Tough pathogens, such as anthrax and MRSA, depend on nitric oxide to defend themselves against antibiotic drugs, according to recent research. Targeting this line of defense may lead to new tactics for fighting even the nastiest bacterial infections.
Although doctors have prescribed antibiotics to treat infections for well over 50 years, many bacteria have developed resistance to these treatments, prompting drug companies to spend millions of dollars developing alternative forms of the drugs. Even more troublesome have been specific bacteria, including strains of Staphylococcus, which defy most known antibiotics. Yet, with the new discovery of how bacteria defend themselves with nitric oxide, scientists now hope that by merely blocking the site of nitric oxide production in bacteria they can make traditional antibiotics much more potent against even incredibly virulent infections.
“If you make bacterial cells more vulnerable to the old and well-established antibiotics, that is better than having to design new antibiotics,” explains New York University biochemist Evgeny Nudler, who led a research team that recently showed bacteria are virtually defenseless when they are unable to produce nitric oxide. Nudler, along with group members Ivan Gusarov and Konstantin Shatalin, published their findings in a September issue of the journal Science.

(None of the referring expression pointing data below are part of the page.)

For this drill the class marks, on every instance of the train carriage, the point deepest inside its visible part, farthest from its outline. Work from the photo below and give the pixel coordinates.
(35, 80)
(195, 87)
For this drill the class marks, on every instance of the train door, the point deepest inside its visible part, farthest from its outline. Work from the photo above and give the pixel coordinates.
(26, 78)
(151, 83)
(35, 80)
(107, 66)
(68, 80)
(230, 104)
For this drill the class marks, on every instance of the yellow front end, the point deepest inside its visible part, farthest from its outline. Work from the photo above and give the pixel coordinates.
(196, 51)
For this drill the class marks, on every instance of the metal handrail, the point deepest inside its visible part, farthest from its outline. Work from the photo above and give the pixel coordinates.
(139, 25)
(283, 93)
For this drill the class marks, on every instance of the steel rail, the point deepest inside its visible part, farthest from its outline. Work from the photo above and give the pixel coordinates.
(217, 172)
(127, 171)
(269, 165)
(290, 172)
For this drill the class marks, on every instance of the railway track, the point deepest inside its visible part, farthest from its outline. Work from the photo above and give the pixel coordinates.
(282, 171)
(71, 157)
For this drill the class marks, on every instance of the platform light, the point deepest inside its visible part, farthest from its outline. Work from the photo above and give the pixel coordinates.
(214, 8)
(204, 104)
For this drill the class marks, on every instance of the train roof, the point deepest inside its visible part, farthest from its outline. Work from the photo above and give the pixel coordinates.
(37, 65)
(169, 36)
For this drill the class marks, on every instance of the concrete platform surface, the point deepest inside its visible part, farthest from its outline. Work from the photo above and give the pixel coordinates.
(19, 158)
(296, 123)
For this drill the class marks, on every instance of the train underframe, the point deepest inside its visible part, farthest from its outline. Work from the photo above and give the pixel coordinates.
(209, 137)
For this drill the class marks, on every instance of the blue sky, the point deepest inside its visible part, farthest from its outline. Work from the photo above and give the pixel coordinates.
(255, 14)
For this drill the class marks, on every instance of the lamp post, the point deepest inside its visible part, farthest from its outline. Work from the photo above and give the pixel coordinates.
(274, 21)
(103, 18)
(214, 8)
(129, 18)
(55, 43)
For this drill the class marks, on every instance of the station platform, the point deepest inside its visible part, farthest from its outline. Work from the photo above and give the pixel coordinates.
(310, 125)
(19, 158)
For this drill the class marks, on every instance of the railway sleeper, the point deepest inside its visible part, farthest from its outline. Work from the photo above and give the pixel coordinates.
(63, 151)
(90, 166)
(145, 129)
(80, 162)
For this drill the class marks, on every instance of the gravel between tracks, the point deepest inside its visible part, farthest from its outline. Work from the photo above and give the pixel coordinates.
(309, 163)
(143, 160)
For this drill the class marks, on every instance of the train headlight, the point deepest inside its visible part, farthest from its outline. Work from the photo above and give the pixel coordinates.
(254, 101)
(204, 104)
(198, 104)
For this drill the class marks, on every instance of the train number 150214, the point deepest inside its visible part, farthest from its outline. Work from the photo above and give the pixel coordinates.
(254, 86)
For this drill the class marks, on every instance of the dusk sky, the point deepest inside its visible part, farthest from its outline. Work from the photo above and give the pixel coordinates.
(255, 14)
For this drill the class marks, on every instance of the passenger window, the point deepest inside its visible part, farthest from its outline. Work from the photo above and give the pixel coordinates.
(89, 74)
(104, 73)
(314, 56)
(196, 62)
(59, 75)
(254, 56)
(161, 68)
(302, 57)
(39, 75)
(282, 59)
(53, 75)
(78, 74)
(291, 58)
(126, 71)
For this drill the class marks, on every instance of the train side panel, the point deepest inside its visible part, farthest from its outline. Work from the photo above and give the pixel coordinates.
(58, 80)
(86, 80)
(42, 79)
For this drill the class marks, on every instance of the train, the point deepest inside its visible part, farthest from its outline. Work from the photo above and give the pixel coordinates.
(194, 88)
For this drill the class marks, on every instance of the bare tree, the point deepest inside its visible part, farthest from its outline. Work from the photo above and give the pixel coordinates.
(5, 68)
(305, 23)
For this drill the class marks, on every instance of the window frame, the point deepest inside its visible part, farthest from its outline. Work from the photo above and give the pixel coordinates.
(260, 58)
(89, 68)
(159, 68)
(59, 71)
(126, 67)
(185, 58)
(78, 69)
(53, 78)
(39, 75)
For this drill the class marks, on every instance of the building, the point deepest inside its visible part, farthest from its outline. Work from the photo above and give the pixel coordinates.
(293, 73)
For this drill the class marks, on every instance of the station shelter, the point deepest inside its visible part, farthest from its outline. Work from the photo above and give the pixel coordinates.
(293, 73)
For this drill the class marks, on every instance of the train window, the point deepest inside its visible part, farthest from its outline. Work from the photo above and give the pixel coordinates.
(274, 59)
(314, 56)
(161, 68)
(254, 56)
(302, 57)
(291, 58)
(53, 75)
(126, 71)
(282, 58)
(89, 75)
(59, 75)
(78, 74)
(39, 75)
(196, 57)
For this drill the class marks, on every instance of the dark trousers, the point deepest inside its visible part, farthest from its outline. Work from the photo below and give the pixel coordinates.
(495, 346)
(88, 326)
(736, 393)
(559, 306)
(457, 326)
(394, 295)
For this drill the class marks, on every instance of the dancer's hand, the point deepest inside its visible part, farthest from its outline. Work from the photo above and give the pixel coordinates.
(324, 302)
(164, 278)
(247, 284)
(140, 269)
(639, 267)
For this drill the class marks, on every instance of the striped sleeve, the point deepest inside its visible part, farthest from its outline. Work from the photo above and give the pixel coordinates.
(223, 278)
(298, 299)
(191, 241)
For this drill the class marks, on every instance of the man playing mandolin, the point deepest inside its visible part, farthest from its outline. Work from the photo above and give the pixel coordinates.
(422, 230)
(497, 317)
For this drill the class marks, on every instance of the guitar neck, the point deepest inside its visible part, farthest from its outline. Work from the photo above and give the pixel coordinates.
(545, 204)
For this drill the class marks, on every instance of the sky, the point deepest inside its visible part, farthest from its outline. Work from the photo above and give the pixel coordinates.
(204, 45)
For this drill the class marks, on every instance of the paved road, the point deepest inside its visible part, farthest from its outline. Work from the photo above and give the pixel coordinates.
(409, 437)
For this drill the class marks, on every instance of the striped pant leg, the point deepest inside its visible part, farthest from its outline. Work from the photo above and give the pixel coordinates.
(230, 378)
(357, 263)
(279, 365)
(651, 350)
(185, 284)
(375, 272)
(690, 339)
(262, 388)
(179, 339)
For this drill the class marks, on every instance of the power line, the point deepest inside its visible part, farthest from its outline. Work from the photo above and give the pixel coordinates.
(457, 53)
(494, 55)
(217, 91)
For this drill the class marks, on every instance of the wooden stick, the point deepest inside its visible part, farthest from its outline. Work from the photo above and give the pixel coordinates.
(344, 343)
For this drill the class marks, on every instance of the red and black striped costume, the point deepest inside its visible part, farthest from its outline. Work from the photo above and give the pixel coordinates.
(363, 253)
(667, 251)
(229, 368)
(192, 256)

Although the nitric oxide molecule is the true culprit — it interrupts the destructive chemical pathway launched by an antibiotic — Nudler believes the best offense against bacteria will be attacking the compound’s production site, known as nitric oxide synthase, or NOS. Drug developers have already identified and tested molecules that block similar NOS enzymes in humans. Although these particular drugs were designed to target the human nitric oxide pathways that are involved in blood pressure disorders, the same technology may be tuned to specifically target bacteria.
Treating bacterial infections with cocktails of traditional antibiotics and NOS inhibitors to prevent nitric oxide formation will be more efficient than designing entirely new drugs, suggests Nudler. An important advantage of this approach is that each of the individual drugs that make up the new therapy have already undergone independent tests for human safety; a combined therapy should therefore not require the arduous drug screening that entirely new antibiotics have to endure.
To test this proposed therapy, Nudler’s team has already moved on to testing drug combinations in mice, with the help of collaborators from the University of California, San Diego.
The recent studies, which both demonstrated nitric oxide’s role in helping bacteria stave off the effects of antibiotics and paved the way for its potential therapeutic applications, have excited Nudler’s colleagues.
“This work very nicely demonstrates that bacteria that produce nitric oxide use it to protect themselves against the lethal effects of antibiotics, and that this is a broad effect,” says Jim Collins, a biomedical engineer at Boston University. Collins studies how antibiotics act to promote bacteria death.
While antibiotics have long been used to fight bacteria, exactly how the drugs caused cell death remained a mystery until 2007, when Collins’ group demonstrated that many antibiotics rely on destructive oxidizing agents in order to ravage the bacteria from the inside out.
But if this was the poison, the question remained: what did the bacteria use as an antidote to help themselves stay alive? The identification of nitric oxide’s role in bacterial defense has provided a valuable answer, one that might make researchers reevaluate antibiotic design.
With his studies of a dual-drug system already underway in mice, Nudler believes they can quickly evaluate this new strategy. “The endpoint is very clear,” he says. “You clean out an infection or not. If it works, you can easily see it.”